Семен Васильевич Пронин потер ребром ладони покрасневший лоб:
— Все правильно, Федор! И я того мнения! Свежо получается, очень свежо! С задоринкой, с этакой, знаешь, крапивой! Не будем мешать пацану, пусть работает. Одно замечание: вот эта актриса, какая у вас там Марусю играет, — она мне совсем не понравилась, Федор. Марусю другую придется найти.
— Так это для нас не проблема. Найдем! — Кривицкий оскалился. — Будет Маруся! Найдем, лучше Влади!
— Ну, это навряд ли… — поморщился Пронин. — Таких, как Марина, — раз, два и обчелся! Короче, ищите.
— А как Хрусталева? Понравилась вам?
— А мне Хрусталева всегда очень нравилась. Фактурная женщина. Не подведет.

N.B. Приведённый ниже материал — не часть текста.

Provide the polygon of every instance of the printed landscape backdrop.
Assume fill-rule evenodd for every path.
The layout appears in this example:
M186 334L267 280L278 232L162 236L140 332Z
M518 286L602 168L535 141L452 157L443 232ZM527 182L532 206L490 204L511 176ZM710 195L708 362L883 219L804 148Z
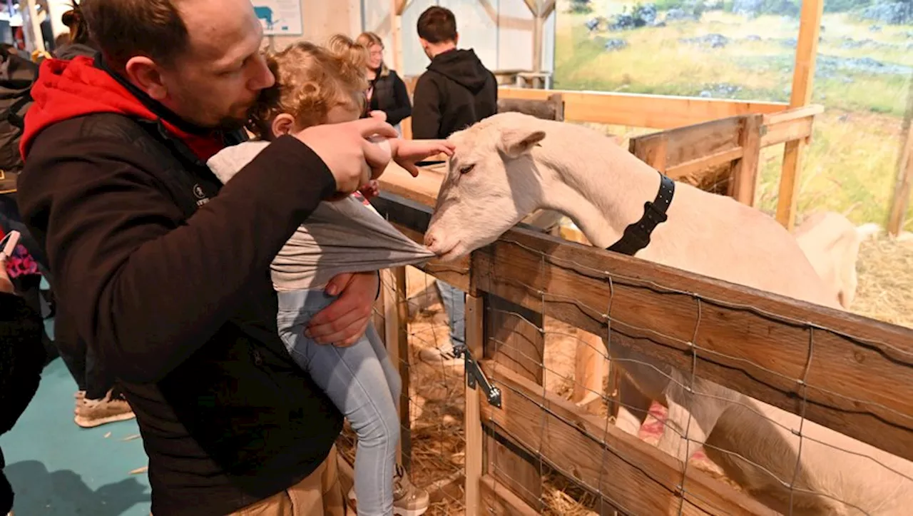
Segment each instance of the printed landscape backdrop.
M554 87L788 101L801 0L563 0ZM885 224L913 106L913 0L824 0L799 213ZM630 128L607 128L618 133ZM782 146L762 157L772 211ZM913 213L905 228L913 230Z

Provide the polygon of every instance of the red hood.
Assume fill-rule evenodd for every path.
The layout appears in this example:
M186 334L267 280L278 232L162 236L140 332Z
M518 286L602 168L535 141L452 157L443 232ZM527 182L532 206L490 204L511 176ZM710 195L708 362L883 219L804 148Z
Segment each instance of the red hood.
M120 113L150 121L161 118L110 74L97 68L92 58L85 56L71 61L45 59L32 86L32 98L35 103L26 113L26 131L19 144L23 159L39 132L66 120L94 113ZM204 162L225 147L217 132L200 136L162 121Z

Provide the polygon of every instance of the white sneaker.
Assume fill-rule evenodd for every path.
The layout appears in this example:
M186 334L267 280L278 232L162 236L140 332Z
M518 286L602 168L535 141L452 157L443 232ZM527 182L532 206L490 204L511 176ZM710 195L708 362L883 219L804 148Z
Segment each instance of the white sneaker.
M357 511L355 486L349 490L347 496L352 506ZM397 464L394 474L394 515L422 516L428 511L430 504L431 497L428 491L413 484L405 469Z

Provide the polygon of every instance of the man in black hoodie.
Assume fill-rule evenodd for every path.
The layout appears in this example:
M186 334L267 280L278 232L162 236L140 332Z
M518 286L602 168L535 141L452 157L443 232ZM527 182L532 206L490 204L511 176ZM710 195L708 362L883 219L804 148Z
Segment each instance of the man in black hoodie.
M471 48L456 48L454 14L428 7L417 28L431 64L415 85L413 138L445 139L498 112L498 81Z
M431 59L418 78L412 109L412 134L415 139L446 139L454 132L498 112L495 75L470 48L456 48L459 34L453 12L428 7L418 17L418 37ZM466 345L466 294L437 280L450 322L450 345L423 350L422 360L458 367Z

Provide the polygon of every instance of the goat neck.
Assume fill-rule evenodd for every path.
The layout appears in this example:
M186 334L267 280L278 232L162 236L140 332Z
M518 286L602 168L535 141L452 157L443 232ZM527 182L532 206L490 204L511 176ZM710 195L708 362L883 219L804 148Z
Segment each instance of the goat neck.
M552 173L543 174L546 207L571 217L593 246L609 247L656 198L659 173L607 138L566 129L550 133L538 149L537 160Z

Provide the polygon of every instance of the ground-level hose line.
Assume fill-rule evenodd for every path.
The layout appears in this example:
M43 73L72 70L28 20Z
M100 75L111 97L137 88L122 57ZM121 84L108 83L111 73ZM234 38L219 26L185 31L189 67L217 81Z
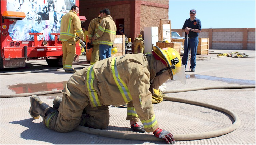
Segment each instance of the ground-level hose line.
M211 90L214 89L246 89L255 88L255 85L240 85L237 86L216 86L210 87L198 87L190 88L183 89L177 90L170 90L166 91L164 93L179 93L189 91L198 91L203 90ZM33 95L46 95L47 94L57 94L61 93L61 90L46 91L45 92L37 92L34 93L25 93L14 94L0 94L0 98L14 98L18 97L31 96Z
M231 111L224 108L216 106L207 103L178 98L165 96L163 97L163 99L168 101L176 101L190 104L216 109L228 114L232 116L234 120L234 123L232 125L222 129L213 131L184 134L173 134L175 141L199 140L218 137L231 132L237 128L240 125L240 119L237 115ZM162 140L161 139L155 137L153 134L116 132L113 131L110 131L95 129L81 126L79 126L75 128L75 130L87 133L119 139L151 141Z
M185 89L180 89L178 91L174 91L174 90L167 90L165 93L173 93L181 92L182 90L183 91L196 91L197 90L205 90L209 89L243 89L248 88L255 88L255 85L252 86L214 86L206 87L197 87L193 88L188 88ZM190 91L188 91L190 90ZM18 95L1 95L1 98L4 97L20 97L21 96L32 96L33 95L39 95L39 93L43 94L60 93L61 90L49 91L43 92L32 93L29 93L20 94L20 95L23 94L22 96ZM17 94L17 95L19 95ZM39 95L42 95L42 94ZM238 115L233 112L224 108L216 106L214 105L209 104L207 103L200 102L198 101L193 101L188 99L182 98L172 97L168 96L164 97L163 99L168 101L176 101L186 103L190 104L201 106L205 107L210 108L214 109L221 111L224 112L230 115L232 117L234 122L231 125L227 127L224 128L222 129L218 129L213 131L207 132L188 133L181 134L173 134L175 141L185 141L189 140L195 140L201 139L207 139L210 138L218 137L225 135L231 132L236 130L239 126L240 124L240 119ZM114 131L108 131L104 130L101 130L89 128L85 127L79 126L76 127L75 130L76 130L81 131L83 132L103 136L110 138L118 138L119 139L130 139L133 140L139 140L145 141L162 141L161 139L157 138L153 135L141 134L138 133L127 133L116 132Z
M193 91L204 90L212 90L214 89L246 89L255 88L255 85L240 85L231 86L216 86L210 87L202 87L181 89L176 90L167 90L164 93L179 93Z

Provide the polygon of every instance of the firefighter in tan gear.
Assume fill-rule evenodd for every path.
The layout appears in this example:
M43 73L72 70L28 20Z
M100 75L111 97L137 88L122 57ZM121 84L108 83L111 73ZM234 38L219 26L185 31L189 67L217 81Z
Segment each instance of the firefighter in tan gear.
M93 41L98 40L100 44L99 55L101 60L111 57L111 50L115 41L116 26L108 8L102 10L102 19L97 33L93 37Z
M139 37L135 38L133 45L134 45L134 54L138 53L138 50L140 49L140 53L143 53L144 52L144 40L142 38L141 34L139 35Z
M81 27L81 21L77 16L79 12L78 7L73 5L61 19L59 40L62 42L63 68L67 72L76 71L72 68L72 64L76 55L75 38L77 33L80 39L84 41L84 35Z
M172 135L159 128L151 95L153 88L158 89L169 79L185 81L185 67L173 48L155 46L153 50L153 54L110 57L78 71L62 91L59 107L54 107L59 100L54 100L58 111L33 95L30 115L35 119L41 115L47 128L61 132L71 131L79 124L102 129L109 124L108 106L128 103L126 119L134 130L143 132L136 123L140 120L147 132L174 143Z
M91 65L93 65L95 62L99 61L100 56L99 55L99 44L97 40L92 41L93 37L98 32L98 27L100 25L100 22L102 19L103 14L103 10L101 10L99 13L99 15L97 18L91 20L89 24L88 27L88 37L89 37L89 42L92 43L93 46L93 52L91 53Z

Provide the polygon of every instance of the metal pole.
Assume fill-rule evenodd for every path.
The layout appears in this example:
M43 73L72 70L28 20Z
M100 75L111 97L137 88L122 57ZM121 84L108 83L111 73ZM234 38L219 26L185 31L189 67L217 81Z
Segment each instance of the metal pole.
M188 61L188 68L189 71L190 71L190 66L189 66L189 51L188 51L188 37L187 34L187 61Z

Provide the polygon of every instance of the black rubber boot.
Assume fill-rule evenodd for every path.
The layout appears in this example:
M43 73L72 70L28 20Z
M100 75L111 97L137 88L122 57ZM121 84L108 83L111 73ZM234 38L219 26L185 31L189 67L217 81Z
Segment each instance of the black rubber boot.
M38 119L41 116L43 118L45 115L48 115L54 110L47 104L41 101L35 95L30 97L31 107L29 109L29 113L33 118Z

«Фактурная женщина» стояла у окна, смотрела, как ее дочь покачивается на качелях в опустевшем по вечернему времени дворе, и плакала. Она понимала, что уже ничего в жизни не удастся исправить. С работой не вышло, и с дочкой не вышло, а с личною жизнью не вышло тем более. «На все есть судьба, — говорила ее бабушка. — Судьбу на коне не объедешь». Нужно одеться, спуститься во двор и забрать Аську домой. Накормить ее ужином и лечь спать. Понятно, что, раз ей никто не позвонил, значит, пробы провалились и никакой роли она не получила. Но тут в коридоре раздался звонкий треск телефона, и что-то оборвалось в груди у «фактурной женщины». Она замерла и смотрела на дверь, как подсудимый, сидящий за решеткой, смотрит на седовласого судью перед оглашением приговора.
— Ингуша! Тебя! — Лицемерная Катя просунула в дверь свое запотевшее лицо. — Мушшина какой-то! И шибко приятный! Мне «здрасте» сказал. «Здрасте вам! Прошу, — говорит, — Хрусталеву, пожалуйста».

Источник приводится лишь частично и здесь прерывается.